For the first time in recorded history, someone has beaten Super Mario 64 without ever using the A button, a new world record previously thought to be impossible.
To fully contextualize just how monumental an achievement this is, let me remind you that the A button in Super Mario 64 is used to jump, making it one of the platformer’s most vital inputs. This new world record was achieved without remapping anything and thus relies on creative use of the game’s mechanics, glitches and exploits discovered in the many years since Super Mario 64’s 1996 release, and of course, extreme precision.

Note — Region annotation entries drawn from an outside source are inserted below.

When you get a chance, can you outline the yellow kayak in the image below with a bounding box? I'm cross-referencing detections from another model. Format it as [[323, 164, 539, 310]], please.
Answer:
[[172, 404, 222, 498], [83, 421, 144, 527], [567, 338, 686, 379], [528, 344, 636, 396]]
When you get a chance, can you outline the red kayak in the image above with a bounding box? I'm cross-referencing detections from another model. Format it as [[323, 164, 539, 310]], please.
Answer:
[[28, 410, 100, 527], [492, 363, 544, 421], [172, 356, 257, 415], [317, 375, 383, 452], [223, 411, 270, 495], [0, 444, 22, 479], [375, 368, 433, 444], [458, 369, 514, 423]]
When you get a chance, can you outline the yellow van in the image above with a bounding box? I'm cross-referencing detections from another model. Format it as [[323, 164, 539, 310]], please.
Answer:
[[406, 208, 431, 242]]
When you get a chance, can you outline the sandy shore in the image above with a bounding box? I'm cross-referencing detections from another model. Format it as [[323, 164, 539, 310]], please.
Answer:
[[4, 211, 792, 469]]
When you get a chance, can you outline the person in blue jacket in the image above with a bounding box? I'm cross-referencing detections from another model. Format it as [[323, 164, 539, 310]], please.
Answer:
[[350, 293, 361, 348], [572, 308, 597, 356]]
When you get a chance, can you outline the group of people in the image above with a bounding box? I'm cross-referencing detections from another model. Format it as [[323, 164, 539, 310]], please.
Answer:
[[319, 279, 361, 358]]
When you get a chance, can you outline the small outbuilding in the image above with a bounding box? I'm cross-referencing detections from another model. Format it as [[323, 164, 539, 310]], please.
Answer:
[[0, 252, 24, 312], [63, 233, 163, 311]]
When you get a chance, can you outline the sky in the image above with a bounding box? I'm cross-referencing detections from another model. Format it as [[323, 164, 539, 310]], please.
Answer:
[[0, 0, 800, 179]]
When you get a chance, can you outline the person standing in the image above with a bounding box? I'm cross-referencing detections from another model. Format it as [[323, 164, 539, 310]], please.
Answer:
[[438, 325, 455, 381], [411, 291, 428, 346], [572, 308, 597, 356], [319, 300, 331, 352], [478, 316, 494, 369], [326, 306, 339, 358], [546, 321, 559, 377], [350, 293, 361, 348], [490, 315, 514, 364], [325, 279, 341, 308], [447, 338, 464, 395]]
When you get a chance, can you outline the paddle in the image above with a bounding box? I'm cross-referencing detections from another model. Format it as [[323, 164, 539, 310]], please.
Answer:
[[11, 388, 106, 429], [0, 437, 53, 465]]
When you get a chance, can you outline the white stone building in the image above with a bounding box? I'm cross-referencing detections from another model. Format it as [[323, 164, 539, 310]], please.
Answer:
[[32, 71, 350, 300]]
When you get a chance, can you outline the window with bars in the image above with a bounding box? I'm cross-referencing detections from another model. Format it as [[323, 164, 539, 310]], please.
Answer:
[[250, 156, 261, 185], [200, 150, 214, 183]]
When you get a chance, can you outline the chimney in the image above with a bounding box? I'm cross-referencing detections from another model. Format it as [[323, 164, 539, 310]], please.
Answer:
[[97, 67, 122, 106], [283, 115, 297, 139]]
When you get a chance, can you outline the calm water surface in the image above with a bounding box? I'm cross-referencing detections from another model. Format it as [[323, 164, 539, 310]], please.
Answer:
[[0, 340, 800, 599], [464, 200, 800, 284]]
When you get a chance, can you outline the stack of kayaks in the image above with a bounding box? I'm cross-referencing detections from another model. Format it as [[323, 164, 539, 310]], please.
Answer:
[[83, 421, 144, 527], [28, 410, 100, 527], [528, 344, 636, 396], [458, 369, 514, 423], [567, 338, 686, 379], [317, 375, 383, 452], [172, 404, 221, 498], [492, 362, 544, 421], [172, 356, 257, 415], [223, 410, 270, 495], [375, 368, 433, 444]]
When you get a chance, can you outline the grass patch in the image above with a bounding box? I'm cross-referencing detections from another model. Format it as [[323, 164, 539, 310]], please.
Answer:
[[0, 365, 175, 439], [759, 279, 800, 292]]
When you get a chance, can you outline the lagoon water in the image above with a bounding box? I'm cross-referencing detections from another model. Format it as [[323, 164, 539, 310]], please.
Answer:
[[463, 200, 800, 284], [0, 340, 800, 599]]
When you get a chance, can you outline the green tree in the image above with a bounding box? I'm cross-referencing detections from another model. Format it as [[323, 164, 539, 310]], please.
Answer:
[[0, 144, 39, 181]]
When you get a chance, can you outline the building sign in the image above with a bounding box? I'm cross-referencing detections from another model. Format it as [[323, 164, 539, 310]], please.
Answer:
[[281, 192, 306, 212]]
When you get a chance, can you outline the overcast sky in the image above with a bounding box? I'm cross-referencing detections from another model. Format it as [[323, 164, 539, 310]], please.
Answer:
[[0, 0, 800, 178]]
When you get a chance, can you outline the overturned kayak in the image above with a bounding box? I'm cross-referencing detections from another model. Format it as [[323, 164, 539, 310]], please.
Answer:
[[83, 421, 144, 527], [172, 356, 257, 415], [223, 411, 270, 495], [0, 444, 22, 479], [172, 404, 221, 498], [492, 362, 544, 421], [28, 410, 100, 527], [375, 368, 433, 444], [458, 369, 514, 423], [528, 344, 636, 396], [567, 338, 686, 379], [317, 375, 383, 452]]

The Super Mario 64 A Button Challenge (ABC for short) has an incredibly complicated history going all the way back to the early 2000s, a few years after the game’s 1996 release. I was only made aware of this particular challenge this morning and don’t have nearly enough time to go over everything, but you can watch this five-hour explanation video from Bismuth if you want.
Marbler has done it! For the first time ever, Super Mario 64 has been beaten in 0 A presses! from r/speedrun
Basically, Super Mario 64 nerds have been competing to beat the classic platformer using the A button as little as possible, with the long-held assumption that it simply isn’t possible to complete the game without hitting A at all. The Mario 64 wiki Ukikipedia has an impressively comprehensive breakdown of all the major milestones in the challenge’s history, as well as detailed information on techniques, just in case you want to catch up without, you know, spending half your day watching a Mario 64 speedrunning documentary, although there’s absolutely no shame in that.
Jumping to this week, Twitch streamer Marbler managed to clear the game without hitting the A button once after a grueling 86-hour run. The feat was accomplished without any remapping on the Wii Virtual Console version of the game, which is apparently the only confirmed version where it’s even possible to do this. Eight months ago, Marbler managed to beat the game using the A button only twice, and at the time said one A could be saved by playing the Wii Virtual Console version, though the final clear would require “some really absurd movement.”
As Ukikipedia lays out, this was accomplished thanks to the decades-spanning foundation of A-press save discoveries accumulated by the speedrunning community. Ukikipedia gives special mentions to “Mr_Robert_Z, Bottles704, Thiago Trujillo, Mp16z, and most notably, bobmario511, who uploaded numerous videos in his channel dedicated to the A Button Challenge.”
Again, it’s hard to overstate what an achievement this is, not only because it’s more than 20 years in the making and was once thought impossible, but also because we all know how frighteningly easy it is for devastation to strike during Mario 64 speedruns.